Is There a Peanut Butter Recall Right Now?

There is no major nationwide peanut butter recall active in the United States as of mid-2025. The most recent large-scale recall involved Jif peanut butter in May 2022, when dozens of products were pulled from shelves due to Salmonella contamination. If you’re concerned about a jar in your pantry, here’s how to check whether it’s affected and what to do if it is.

The Most Recent Major Recall: Jif (2022)

In May 2022, the FDA announced a recall of select Jif peanut butter products manufactured by the J.M. Smucker Company. The recall was tied to a Salmonella outbreak that sickened 21 people across 17 states, with 4 hospitalizations and no deaths. It covered a wide range of Jif products, including jars, squeeze pouches, and cups.

To check whether a jar in your home is part of this recall, flip it over and find the lot code printed on the back, just below the “Best If Used By” date. If the first four digits fall between 1274 and 2140, and the three digits immediately after those are 425, that product was recalled. For example, a lot code starting with 1274425 or 2140425 would be affected. Do not eat the product.

How to Stay Current on Recalls

New recalls can be issued at any time, often for products you wouldn’t expect. The fastest way to check is the FDA’s recall page at fda.gov/safety/recalls-market-withdrawals-safety-alerts or the joint federal site foodsafety.gov/recalls-and-outbreaks, which aggregates alerts from both the FDA and USDA. You can filter by food type or search for “peanut butter” directly. Signing up for email alerts from either site means you’ll hear about a new recall within hours of the announcement.

What to Do With a Recalled Product

If you find a recalled jar in your pantry, you have two options: return it to the store where you bought it for a full refund, or throw it away. If you throw it away, make sure it goes into a sealed bag in the trash so no one else can access it.

If you’ve already used the recalled peanut butter, cleaning matters. Wash any surfaces, utensils, or containers that came into contact with it using hot, soapy water. The FDA specifically recommends sanitizing countertops, knives, and cutting boards. If you stored the peanut butter in a reusable container, wash that thoroughly with hot, soapy water before using it again.

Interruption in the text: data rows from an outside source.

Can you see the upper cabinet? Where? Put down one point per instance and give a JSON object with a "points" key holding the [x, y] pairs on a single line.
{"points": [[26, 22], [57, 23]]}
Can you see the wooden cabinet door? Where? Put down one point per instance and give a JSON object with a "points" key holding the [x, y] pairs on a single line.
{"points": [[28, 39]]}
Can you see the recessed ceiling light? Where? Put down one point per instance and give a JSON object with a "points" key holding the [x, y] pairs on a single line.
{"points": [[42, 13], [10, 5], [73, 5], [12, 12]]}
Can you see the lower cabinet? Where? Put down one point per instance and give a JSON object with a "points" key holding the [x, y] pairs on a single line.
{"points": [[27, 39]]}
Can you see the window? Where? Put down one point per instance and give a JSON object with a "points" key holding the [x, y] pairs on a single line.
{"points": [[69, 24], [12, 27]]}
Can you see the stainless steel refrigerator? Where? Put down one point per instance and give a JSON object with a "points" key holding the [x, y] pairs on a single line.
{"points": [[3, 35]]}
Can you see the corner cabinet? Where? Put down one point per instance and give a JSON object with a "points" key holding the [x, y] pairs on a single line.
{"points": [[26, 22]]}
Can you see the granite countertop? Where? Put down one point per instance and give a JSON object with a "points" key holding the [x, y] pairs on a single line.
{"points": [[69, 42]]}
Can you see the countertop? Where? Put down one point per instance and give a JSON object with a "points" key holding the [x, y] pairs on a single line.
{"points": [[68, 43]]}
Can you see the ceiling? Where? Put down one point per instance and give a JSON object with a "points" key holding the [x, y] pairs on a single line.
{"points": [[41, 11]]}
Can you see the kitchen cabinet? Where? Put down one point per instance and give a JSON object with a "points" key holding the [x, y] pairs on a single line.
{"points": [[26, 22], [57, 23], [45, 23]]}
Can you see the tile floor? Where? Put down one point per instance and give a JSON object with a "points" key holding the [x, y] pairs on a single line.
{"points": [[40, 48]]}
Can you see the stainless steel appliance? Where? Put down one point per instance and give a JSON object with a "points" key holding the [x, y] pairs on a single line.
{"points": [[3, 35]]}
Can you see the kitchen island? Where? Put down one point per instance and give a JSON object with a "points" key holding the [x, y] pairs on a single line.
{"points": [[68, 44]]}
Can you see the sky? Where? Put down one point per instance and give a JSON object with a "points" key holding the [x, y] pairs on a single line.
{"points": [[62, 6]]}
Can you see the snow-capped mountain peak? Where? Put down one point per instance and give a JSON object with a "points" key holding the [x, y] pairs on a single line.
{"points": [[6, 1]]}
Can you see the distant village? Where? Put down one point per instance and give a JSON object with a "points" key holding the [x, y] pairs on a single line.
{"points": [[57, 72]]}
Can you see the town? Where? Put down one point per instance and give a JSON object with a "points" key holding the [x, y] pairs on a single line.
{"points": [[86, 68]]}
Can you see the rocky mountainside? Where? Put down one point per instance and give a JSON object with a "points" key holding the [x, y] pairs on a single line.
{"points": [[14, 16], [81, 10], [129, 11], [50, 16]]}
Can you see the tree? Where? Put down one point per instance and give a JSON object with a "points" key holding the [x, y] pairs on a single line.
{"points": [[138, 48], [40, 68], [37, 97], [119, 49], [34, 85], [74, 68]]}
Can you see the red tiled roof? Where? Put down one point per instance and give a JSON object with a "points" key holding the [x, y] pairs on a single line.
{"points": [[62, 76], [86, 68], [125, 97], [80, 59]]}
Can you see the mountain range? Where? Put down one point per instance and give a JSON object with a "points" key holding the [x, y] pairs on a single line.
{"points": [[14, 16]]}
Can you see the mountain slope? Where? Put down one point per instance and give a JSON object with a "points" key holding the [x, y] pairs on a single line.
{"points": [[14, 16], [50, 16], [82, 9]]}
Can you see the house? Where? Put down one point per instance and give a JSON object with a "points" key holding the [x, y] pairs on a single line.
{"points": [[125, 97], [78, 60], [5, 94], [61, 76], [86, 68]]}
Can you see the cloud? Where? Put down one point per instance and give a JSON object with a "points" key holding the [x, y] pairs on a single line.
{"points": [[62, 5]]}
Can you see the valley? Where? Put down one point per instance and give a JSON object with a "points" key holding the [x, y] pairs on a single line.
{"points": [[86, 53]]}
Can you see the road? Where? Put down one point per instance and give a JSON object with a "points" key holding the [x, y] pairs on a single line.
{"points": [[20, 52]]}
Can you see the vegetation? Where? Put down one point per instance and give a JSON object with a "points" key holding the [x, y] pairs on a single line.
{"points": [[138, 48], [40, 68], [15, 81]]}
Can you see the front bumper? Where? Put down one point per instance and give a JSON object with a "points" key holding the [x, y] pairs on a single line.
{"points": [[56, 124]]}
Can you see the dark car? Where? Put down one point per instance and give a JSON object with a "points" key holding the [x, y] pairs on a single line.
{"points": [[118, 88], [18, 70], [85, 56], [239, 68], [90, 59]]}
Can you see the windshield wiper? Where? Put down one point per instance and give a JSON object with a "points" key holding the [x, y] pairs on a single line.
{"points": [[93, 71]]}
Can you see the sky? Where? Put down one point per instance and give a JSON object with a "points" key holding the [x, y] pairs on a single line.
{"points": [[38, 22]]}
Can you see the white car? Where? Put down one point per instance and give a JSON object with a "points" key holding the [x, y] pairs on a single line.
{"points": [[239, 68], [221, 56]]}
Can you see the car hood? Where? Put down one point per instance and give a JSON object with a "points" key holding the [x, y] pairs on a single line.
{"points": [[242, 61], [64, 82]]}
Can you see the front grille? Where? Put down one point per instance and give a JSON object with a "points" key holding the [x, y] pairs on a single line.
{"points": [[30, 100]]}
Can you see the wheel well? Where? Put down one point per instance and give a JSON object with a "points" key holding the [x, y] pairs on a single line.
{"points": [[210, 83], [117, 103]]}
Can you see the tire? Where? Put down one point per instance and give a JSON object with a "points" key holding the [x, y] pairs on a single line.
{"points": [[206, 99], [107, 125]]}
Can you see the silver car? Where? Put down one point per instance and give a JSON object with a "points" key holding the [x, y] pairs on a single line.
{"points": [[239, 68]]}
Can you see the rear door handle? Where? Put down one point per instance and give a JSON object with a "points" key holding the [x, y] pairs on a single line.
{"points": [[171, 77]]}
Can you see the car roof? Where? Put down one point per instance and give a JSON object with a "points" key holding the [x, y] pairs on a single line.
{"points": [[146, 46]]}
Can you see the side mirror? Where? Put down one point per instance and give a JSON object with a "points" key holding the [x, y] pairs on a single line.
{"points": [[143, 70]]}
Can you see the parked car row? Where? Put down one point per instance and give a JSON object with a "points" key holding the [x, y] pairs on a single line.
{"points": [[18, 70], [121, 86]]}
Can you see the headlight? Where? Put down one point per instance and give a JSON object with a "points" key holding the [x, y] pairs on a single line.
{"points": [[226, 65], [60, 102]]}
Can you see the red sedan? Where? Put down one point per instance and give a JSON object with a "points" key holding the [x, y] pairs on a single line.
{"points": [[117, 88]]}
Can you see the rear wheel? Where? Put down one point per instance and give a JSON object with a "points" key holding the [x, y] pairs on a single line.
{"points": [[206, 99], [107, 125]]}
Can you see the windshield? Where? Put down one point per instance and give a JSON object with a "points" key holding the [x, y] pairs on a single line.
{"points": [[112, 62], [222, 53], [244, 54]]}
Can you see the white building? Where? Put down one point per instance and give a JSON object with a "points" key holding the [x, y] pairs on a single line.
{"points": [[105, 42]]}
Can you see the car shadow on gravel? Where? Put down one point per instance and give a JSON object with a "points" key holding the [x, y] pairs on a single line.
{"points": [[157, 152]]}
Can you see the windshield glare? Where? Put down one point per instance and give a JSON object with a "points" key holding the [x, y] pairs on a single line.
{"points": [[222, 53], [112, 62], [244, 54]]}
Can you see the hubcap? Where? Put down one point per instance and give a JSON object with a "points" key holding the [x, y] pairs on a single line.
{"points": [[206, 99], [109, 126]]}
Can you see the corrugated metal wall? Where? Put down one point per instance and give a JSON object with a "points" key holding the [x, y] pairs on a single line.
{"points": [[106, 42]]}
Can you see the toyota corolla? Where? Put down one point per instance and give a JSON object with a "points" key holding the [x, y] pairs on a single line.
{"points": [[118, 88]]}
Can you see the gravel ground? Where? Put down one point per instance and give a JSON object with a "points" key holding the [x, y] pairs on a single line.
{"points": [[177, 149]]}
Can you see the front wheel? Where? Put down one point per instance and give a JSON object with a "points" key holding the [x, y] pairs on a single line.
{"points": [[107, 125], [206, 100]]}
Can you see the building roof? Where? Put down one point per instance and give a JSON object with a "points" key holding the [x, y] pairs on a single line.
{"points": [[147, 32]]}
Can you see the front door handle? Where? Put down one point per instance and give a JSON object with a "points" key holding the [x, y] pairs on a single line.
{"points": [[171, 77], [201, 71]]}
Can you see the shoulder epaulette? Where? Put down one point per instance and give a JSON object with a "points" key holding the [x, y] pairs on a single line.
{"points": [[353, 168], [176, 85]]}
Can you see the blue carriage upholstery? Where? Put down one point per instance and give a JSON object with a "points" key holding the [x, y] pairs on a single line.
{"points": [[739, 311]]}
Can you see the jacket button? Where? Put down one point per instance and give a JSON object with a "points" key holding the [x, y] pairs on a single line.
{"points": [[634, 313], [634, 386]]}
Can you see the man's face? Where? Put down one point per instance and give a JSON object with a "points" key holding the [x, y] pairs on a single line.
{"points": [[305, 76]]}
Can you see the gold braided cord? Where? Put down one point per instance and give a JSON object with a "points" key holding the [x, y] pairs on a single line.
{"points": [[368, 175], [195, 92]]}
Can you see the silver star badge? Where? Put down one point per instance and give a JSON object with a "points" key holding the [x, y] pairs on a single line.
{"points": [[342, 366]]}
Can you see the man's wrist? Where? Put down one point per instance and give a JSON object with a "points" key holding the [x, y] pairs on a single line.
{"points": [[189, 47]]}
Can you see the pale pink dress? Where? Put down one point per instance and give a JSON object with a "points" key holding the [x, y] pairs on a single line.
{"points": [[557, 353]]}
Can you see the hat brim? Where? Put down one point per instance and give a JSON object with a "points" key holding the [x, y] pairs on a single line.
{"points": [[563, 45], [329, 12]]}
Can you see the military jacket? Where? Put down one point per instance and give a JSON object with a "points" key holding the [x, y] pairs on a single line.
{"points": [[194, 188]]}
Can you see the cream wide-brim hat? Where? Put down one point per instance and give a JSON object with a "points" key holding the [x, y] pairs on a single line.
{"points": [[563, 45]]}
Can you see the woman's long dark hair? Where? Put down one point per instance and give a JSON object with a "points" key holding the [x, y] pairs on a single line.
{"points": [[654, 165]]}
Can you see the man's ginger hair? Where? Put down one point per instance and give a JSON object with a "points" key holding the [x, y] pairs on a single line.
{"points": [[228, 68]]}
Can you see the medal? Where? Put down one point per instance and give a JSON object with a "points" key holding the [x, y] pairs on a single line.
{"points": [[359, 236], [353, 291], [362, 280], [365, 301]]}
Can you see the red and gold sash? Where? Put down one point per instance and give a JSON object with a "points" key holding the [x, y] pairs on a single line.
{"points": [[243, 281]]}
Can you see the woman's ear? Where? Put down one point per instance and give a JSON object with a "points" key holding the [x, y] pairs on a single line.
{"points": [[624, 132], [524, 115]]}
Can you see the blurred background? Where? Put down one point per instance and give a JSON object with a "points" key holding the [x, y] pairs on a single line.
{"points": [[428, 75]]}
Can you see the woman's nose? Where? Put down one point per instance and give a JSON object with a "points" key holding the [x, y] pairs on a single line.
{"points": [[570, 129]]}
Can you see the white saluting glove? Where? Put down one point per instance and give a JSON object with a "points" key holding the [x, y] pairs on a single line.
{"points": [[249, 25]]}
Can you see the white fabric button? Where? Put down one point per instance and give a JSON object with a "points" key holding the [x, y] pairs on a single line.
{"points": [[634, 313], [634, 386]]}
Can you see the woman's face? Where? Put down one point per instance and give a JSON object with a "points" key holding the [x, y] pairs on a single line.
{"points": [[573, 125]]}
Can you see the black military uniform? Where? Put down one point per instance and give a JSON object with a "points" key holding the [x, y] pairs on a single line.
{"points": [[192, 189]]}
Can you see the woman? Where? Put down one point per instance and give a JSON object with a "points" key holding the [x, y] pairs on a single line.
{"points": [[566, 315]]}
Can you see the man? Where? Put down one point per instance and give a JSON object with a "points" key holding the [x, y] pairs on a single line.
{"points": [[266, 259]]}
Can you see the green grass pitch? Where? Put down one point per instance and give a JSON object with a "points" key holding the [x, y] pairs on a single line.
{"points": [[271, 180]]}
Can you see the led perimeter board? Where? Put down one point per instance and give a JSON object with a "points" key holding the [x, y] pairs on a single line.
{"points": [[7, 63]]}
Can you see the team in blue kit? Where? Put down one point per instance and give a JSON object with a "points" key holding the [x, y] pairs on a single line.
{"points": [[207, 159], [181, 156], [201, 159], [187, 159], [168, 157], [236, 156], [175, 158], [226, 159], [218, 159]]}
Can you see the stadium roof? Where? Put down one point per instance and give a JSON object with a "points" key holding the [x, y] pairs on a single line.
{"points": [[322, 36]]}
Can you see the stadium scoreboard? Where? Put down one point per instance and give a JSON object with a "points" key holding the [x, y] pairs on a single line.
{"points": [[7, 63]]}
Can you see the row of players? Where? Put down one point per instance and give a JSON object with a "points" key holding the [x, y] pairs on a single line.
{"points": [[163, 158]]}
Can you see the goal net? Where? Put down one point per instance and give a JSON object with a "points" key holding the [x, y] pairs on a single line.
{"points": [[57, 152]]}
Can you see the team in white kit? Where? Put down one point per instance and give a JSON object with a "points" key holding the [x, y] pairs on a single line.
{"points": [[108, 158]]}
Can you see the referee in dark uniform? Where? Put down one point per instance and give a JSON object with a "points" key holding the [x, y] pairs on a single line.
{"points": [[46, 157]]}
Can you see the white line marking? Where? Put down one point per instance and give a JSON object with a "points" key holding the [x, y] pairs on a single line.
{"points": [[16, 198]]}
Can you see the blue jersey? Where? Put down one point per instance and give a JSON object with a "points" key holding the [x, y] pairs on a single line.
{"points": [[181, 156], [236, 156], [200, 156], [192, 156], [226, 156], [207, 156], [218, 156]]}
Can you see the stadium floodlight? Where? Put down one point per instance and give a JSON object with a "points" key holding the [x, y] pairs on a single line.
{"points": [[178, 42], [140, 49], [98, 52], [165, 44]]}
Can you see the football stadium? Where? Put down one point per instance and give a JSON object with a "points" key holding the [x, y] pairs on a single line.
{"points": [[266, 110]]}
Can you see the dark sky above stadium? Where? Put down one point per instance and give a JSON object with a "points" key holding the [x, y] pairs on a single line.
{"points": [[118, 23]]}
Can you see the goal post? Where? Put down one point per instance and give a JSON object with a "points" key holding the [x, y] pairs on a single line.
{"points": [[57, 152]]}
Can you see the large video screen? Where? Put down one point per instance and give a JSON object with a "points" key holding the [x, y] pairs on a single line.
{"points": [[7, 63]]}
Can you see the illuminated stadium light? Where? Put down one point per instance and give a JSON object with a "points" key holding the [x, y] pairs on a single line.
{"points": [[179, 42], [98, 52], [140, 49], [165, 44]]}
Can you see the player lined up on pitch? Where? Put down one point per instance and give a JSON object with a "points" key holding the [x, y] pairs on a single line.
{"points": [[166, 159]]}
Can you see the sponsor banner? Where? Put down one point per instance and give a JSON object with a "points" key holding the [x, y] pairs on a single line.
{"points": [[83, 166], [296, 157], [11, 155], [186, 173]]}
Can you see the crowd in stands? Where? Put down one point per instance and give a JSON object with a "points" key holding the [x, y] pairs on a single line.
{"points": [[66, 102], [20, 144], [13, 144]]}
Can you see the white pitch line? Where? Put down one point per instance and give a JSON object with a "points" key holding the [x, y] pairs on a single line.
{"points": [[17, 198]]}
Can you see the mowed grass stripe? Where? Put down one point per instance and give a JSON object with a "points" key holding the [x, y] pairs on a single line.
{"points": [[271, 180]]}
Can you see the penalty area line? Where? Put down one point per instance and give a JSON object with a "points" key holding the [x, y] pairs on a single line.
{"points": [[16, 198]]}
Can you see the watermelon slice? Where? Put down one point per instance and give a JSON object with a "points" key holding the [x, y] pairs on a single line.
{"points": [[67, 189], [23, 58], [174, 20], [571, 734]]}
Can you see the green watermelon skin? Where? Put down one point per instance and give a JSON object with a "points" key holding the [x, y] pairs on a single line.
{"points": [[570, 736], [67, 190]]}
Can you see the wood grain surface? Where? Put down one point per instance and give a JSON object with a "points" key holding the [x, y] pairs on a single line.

Why Peanut Butter Gets Contaminated

Peanut butter seems like an unlikely home for bacteria because it’s dry and oily, but that’s actually part of the problem. Salmonella can survive in low-moisture, high-fat environments for a surprisingly long time. Research from the International Association for Food Protection found that Salmonella can persist in contaminated peanut butter for at least 15 weeks at both room temperature and refrigerated conditions. The fat in peanut butter may actually shield bacteria from the acidic conditions that would kill them in other foods.

Contamination typically happens at the manufacturing facility rather than in your kitchen. Bacteria can enter through raw peanuts, contaminated water, or equipment that wasn’t properly sanitized between production runs. Once Salmonella gets into a processing line, it can be difficult to eliminate because the low moisture of peanut butter lets the bacteria hunker down and survive.

Symptoms of Salmonella Exposure

If you ate a recalled product, watch for symptoms that typically appear 6 hours to 6 days after exposure. The most common signs are diarrhea (sometimes bloody), stomach cramps, fever, nausea, and vomiting. For most healthy adults, symptoms resolve on their own within a few days. Young children, older adults, pregnant women, and people with weakened immune systems face a higher risk of serious illness that may require hospitalization.

Safe Storage Practices

Proper storage won’t protect you from a contaminated batch, but it does help with general food safety. An unopened jar of commercial peanut butter keeps for up to a year in a cool, dark spot like a pantry. Once opened, it stays good for about six months without refrigeration. Natural peanut butters with no preservatives have a shorter window and benefit from refrigeration after opening.

Interestingly, refrigerating peanut butter does not kill Salmonella faster. Research shows the bacteria actually decline more slowly at refrigerator temperatures than at room temperature, though neither condition eliminates them reliably. This is why contamination at the factory level is so critical to prevent: once bacteria are in the jar, home storage won’t fix the problem.